Ogni qualvolta vado nei luoghi della mia infanzia, è mia abitudine
andare a visitare un piccolo borgo che ha mantenuto intatto il suo aspetto
antico e con piacere m’inoltro per le sue vie strette e tortuose con il loro
acciottolato che crea problemi a chi non calza scarpe comode. Anche arrivarci è un po' impegnativo, la strada è in salita e ci sono tornanti che è bene fare di giorno per chi non è della zona. E’ Casertavecchia, borgo arroccato sui colli
Tifata, a pochissimi Km da Caserta, una provincia della Campania. Sulle origini della città di Casa-hirta s’intrecciano le più
svariate ipotesi e si contendono la nobiltà della sigla lo stesso popolo Osco,
i Prischi Sanniti, gli antichi romani,
la vetusta città di Saticola e i nobili Longobardi. Il borgo era stato teatro
della guerra dei Sanniti contro i popoli della Campania (473 a. C,) e contro i
Romani che successivamente se ne impadronirono, dopo aver cacciato dai Tifata
gli stessi Sanniti. La denominazione Casairta
appare solo a partire dalla fine del IX secolo. Da allora le vicende di
Caserta-vecchia sono legate alla fortuna dei vari signori che la governarono,
ma già verso il 1640 cominciò lo spopolamento della popolazione che s’indirizzò
verso la pianura, al villaggio La Torre che diventerà l’ odierna Caserta. Casertavecchia ha conservato intatta le
caratteristiche antiche con le case a uno o due piani costruite con pietra
grigiastra. Lo slargo della grande piazza maggiore si apre sul lato
settentrione della città e vi
prospettano il palazzo Arcivescovile e la cattedrale con campanile.
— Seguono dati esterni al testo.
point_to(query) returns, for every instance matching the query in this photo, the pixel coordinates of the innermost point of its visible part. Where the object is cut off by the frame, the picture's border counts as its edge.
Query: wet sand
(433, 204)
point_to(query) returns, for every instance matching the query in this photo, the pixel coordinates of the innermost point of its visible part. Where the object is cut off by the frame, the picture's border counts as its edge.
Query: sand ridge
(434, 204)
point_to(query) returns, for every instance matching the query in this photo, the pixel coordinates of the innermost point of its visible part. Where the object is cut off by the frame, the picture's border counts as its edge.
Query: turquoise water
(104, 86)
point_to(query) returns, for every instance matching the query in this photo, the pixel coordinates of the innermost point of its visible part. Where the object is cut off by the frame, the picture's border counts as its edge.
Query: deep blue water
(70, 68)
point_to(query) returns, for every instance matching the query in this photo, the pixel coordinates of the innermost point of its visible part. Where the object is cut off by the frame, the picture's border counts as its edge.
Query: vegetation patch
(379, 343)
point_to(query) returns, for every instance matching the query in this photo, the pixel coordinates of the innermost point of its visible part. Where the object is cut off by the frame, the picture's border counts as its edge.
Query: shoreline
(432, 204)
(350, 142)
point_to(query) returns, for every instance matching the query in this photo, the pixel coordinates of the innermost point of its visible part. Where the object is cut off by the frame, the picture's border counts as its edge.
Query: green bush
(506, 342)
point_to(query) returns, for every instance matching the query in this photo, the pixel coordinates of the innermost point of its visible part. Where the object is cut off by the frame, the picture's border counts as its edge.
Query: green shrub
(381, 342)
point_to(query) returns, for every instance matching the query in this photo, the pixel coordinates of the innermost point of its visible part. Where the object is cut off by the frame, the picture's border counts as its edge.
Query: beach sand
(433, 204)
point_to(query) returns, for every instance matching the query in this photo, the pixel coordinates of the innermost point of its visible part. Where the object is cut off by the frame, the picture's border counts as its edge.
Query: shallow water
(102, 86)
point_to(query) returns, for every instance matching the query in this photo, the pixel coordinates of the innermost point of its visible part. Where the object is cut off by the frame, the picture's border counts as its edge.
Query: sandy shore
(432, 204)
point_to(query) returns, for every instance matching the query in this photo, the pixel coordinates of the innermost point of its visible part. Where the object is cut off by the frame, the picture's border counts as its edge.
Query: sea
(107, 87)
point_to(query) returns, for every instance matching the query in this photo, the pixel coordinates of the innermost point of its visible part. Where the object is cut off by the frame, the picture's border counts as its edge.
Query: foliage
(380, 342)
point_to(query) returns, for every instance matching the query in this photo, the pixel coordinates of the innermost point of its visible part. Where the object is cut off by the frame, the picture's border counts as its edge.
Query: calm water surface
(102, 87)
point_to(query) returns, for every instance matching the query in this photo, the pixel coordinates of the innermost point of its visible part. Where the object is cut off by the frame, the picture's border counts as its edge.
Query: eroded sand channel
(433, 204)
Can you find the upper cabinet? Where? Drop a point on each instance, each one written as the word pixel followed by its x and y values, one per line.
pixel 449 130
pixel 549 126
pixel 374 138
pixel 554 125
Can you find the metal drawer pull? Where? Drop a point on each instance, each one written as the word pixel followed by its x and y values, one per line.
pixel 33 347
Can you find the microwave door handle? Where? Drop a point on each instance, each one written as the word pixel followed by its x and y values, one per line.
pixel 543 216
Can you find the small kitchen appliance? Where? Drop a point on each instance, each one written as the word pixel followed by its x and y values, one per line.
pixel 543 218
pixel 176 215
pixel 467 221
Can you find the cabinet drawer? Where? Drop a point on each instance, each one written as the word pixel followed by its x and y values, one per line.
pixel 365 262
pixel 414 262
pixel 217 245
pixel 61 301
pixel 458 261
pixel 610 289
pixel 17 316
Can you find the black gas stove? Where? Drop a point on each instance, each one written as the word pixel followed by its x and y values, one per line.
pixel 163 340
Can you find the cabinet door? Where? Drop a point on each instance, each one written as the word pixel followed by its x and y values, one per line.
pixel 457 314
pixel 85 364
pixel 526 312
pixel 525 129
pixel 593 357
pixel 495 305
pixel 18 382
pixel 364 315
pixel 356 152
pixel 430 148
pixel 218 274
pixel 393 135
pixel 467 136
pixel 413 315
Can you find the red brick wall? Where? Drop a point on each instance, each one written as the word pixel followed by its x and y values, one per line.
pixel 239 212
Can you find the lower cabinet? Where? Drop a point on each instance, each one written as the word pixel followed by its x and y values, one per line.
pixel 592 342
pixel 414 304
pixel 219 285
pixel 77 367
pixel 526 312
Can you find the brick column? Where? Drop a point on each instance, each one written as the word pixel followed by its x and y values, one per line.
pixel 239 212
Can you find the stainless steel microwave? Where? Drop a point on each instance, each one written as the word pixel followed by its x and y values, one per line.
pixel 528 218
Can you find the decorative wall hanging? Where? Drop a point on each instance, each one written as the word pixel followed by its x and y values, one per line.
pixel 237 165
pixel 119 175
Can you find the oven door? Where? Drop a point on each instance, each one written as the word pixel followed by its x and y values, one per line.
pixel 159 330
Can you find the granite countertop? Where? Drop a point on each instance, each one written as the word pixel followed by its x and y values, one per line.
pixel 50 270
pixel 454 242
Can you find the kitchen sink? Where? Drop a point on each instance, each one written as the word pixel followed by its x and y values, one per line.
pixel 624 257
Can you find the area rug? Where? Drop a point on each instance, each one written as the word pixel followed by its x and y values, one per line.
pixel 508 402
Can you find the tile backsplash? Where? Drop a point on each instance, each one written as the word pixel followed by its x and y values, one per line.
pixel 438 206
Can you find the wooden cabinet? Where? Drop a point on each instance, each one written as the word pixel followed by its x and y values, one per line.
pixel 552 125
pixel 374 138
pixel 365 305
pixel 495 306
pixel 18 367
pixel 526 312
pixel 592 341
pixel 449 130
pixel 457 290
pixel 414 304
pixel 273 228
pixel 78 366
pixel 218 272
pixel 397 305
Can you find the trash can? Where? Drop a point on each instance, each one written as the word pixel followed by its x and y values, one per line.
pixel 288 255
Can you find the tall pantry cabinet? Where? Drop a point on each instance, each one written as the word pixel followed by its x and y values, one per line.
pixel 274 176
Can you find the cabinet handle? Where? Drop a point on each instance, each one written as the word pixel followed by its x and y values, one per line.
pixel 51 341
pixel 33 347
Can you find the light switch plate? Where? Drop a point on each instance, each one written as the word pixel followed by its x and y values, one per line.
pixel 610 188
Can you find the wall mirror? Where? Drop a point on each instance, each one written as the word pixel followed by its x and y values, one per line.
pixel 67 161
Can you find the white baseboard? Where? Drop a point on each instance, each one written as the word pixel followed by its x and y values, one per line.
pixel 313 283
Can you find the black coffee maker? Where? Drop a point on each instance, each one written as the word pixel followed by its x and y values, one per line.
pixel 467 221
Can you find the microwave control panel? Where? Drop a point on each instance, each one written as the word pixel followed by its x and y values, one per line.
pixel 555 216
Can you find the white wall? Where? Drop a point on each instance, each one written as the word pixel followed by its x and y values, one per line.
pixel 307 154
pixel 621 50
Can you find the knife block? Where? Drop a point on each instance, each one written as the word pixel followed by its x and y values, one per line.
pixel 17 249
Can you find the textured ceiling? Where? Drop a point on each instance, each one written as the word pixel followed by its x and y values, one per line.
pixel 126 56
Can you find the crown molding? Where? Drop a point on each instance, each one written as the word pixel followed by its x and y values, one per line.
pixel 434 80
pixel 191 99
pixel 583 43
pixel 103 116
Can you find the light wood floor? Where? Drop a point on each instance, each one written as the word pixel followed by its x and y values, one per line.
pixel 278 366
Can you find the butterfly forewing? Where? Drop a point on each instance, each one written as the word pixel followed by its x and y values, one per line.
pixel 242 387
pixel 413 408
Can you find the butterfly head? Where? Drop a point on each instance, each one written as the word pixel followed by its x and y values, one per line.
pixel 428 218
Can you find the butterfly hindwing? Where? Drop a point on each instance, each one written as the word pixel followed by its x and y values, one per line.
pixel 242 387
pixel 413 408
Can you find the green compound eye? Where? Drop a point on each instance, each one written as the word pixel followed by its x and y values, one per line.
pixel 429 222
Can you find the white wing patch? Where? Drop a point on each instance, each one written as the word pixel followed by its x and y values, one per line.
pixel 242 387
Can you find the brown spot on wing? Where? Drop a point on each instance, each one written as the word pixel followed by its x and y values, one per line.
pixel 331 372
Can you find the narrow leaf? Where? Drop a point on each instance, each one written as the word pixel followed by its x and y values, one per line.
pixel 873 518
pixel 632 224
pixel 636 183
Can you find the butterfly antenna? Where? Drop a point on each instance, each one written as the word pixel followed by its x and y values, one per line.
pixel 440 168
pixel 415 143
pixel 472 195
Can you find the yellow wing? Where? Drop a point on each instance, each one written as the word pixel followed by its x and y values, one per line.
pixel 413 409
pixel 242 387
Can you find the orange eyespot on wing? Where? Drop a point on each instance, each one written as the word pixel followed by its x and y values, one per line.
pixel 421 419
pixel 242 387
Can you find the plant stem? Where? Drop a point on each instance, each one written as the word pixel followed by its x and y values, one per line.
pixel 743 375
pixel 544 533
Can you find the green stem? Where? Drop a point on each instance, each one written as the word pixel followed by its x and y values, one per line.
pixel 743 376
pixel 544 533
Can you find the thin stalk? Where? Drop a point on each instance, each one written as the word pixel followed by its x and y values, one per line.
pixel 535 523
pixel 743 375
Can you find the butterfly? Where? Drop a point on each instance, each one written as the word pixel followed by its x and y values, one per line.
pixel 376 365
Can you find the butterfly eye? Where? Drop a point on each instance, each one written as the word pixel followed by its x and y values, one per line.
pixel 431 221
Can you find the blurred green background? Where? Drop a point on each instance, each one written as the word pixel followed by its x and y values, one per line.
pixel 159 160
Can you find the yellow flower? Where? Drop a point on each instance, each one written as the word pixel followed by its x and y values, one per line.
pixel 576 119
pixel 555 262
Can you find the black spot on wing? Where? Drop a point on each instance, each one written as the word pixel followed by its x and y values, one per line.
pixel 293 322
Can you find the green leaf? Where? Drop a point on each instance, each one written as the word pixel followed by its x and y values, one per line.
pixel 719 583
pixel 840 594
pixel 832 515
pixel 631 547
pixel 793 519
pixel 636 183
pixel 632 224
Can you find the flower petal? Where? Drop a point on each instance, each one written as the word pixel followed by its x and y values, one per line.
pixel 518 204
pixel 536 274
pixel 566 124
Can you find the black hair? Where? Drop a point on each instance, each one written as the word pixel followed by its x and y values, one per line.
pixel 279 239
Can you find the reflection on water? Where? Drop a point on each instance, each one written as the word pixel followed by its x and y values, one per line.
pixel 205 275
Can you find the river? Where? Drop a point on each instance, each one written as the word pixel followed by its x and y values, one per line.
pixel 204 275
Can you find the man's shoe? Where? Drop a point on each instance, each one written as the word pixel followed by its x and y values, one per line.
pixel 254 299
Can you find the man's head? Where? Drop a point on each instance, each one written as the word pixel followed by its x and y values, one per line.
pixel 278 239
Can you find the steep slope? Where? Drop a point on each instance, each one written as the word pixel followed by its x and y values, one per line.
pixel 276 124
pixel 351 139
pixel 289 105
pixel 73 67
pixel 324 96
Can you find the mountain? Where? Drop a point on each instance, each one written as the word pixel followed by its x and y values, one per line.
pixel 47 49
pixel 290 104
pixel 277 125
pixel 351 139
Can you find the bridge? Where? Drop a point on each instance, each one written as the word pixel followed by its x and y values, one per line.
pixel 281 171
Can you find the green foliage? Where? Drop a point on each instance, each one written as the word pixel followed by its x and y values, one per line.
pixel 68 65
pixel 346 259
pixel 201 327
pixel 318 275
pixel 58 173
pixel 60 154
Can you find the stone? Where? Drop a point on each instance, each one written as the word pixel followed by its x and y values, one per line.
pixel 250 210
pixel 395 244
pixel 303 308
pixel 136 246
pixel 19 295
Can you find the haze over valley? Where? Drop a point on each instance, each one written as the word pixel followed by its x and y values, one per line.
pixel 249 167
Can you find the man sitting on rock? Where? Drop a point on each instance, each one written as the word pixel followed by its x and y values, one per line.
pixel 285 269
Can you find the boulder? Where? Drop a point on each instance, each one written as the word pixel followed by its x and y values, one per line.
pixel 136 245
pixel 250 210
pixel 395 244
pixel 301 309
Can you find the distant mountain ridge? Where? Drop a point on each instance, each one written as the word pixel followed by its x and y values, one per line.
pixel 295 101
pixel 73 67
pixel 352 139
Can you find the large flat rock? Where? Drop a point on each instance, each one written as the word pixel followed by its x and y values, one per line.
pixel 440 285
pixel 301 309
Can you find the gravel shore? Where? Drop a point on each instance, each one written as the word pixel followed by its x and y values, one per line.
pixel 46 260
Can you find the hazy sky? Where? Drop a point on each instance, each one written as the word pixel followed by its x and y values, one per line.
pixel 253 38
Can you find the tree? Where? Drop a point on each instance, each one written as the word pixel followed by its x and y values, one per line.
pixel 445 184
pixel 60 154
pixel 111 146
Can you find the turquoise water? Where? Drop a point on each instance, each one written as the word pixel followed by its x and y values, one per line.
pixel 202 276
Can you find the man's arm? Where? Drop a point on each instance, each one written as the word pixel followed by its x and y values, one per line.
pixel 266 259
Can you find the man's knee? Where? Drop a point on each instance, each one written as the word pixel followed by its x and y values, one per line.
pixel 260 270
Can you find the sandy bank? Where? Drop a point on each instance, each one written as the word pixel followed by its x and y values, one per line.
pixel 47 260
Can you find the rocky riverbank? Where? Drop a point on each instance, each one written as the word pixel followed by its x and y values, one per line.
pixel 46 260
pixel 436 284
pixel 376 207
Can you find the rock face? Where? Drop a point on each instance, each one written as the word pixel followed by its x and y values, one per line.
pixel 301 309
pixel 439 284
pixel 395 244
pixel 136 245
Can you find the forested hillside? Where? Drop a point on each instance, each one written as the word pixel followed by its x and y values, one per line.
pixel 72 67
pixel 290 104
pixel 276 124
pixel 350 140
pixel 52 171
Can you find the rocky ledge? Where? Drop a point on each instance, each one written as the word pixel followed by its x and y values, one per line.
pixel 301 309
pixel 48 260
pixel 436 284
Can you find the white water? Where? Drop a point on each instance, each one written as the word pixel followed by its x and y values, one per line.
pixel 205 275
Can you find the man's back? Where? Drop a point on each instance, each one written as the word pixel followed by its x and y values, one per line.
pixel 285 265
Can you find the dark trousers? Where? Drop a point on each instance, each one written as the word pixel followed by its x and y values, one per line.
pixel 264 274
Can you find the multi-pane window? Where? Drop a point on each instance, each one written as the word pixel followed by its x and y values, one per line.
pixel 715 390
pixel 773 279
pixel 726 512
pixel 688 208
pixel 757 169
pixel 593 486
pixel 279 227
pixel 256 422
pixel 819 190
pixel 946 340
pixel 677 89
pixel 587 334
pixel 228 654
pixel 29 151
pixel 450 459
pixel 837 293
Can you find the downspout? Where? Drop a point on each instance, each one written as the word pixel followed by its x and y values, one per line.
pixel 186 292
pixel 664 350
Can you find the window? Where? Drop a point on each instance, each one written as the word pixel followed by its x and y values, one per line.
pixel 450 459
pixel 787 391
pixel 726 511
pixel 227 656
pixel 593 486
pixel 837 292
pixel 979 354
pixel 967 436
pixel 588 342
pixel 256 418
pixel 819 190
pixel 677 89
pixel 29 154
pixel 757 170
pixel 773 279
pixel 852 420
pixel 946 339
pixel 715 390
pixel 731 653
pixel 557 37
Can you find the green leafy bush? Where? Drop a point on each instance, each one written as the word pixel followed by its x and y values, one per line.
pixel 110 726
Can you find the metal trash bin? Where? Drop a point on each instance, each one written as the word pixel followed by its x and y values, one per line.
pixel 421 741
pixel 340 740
Al duomo si
lavorava già nel 1153 sull’area di una chiesa preesistente. I lavori, che si
protrassero fino alla metà del secolo successivo, testimoniano due diverse
ispirazioni stilistiche, assecondando i differenti momenti della costruzione
della fabbrica. Nella prima fase domina la tradizione d’ arte campana con riferimenti
al mondo classico, nell’altra, invece, si notano influenze sicule, avvertite
evidentemente al tempo di Federico II di Svevia che governò queste terre e
tutto il Meridione nella prima metà del XIII secolo in quanto figlio di Costanza Altavilla, unica erede dei Normanni, fondatori del regno di Sicilia. Il borgo è un vero gioiello da valorizzare e così stanno
facendo i giovani di oggi che in estate
organizzano eventi e concerti per un turismo attento e poco invadente. Luglio e agosto sono i mesi in cui il borgo si anima e vive gli antichi splendori.